Ss datas são muitas vezes os marcos a que nos agarramos para definir uma escala no conhecimento e nos sentimentos. No campo dos Estudos Sefarditas (estudo dos judeus de origem peninsular), algumas datas centrais na História de Portugal podem ser de imediato elencadas. Falamos, é claro, de 1492, 1496/7, 1506 e 1536, as datas da entrada em Portugal dos judeus fugidos de Castela, da data do decreto de expulsão de Portugal e quase imediata conversão forçada, falamos ainda do terrível massacre de Lisboa no dia 19 de Abril e, por fim, da instalação do Tribunal do Santo Ofício, a Inquisição, respectivamente.

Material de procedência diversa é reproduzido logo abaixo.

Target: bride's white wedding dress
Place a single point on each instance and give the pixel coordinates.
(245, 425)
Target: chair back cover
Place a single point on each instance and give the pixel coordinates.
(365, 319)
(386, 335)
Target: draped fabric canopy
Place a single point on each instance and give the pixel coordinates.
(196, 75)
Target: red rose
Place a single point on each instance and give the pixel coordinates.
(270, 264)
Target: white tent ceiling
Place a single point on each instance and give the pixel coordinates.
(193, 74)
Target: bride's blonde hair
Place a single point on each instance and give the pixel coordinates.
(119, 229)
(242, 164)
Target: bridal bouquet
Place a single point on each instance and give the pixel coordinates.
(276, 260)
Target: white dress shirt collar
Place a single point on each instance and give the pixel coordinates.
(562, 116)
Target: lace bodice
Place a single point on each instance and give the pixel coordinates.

Subvertendo os princípios de humanismo, poderíamos fazer uma aproximação inesperada ao valor destas datas na nossa História: porque razão dar atenção a eventos de há cerca de meio milénio? Já tanto tempo passou, quase não há judeus em Portugal, qual o sentido de marcar as datas e a memória com eventos e publicações como esta que aqui trazemos ao público, fazendo vir ao de cima questões e situações incómodas?

De facto, não se trata da postura de uma sociedade que gosta de recordar o que é negativo, seja por um sentido masoquista, seja pelo prazer mórbido de olhar a morte de frente, e dela gostar. O sentido e a justificação para que, meio milénio depois, queiramos olhar para o passado de Portugal como realidade também sefardita reside em algo de muito mais profundo, na nossa própria consciência.

E nessa profundidade do que é a consciência e o inconsciente, alguns aspectos precisam de ser trazidos ao lume brando da alteração das mentalidades, para que nos possamos reencontrar com a memória, com a nossa identidade e com o que queremos fazer de nós mesmos no futuro. Sim, porque o olhar para a memória, a forma como o fazemos, tem como base opções, e essas marcam a forma como vemos o passado, mas definem muito mais como seremos no presente e no futuro.

Só o simples facto de se olhar para este passado é já uma postura em nada natural na nossa cultura. Apenas há poucos anos as autarquias venceram as resistências internas às suas comunidades na assunção do peso da herança sefardita na sua história e na sua identidade. Só há quase tanto tempo, um pouco mais, mas muito pouco mais, a academia criou espaços e possibilitou a existência de especialistas na temática, sendo um campo ainda verdadeiramente embrionário, com os primeiros grandes e seminais trabalhos a serem editados só na década de setenta do século XX -refiro-me, em especial, aos trabalhos de Maria José Ferro Tavares e António Borges Coelho; a Cátedra de Estudos Sefarditas «Alberto Benveniste» da Un. de Lisboa (link: http://catedra-alberto-benveniste.org/) nascia em 1996, sendo ainda hoje o único centro de investigação em Portugal sobre a temática.

Entre medo religioso, conservadorismo endémico e incapacidades técnicas inexplicáveis -como no caso da inexistência, hoje, de uma escola de ensino do hebraico-, o aparecimento da Rede de Judiarias de Portugal veio consolidar uma dinâmica de reencontro com essa memória que também a posicionou no campo mais certo da cidadania.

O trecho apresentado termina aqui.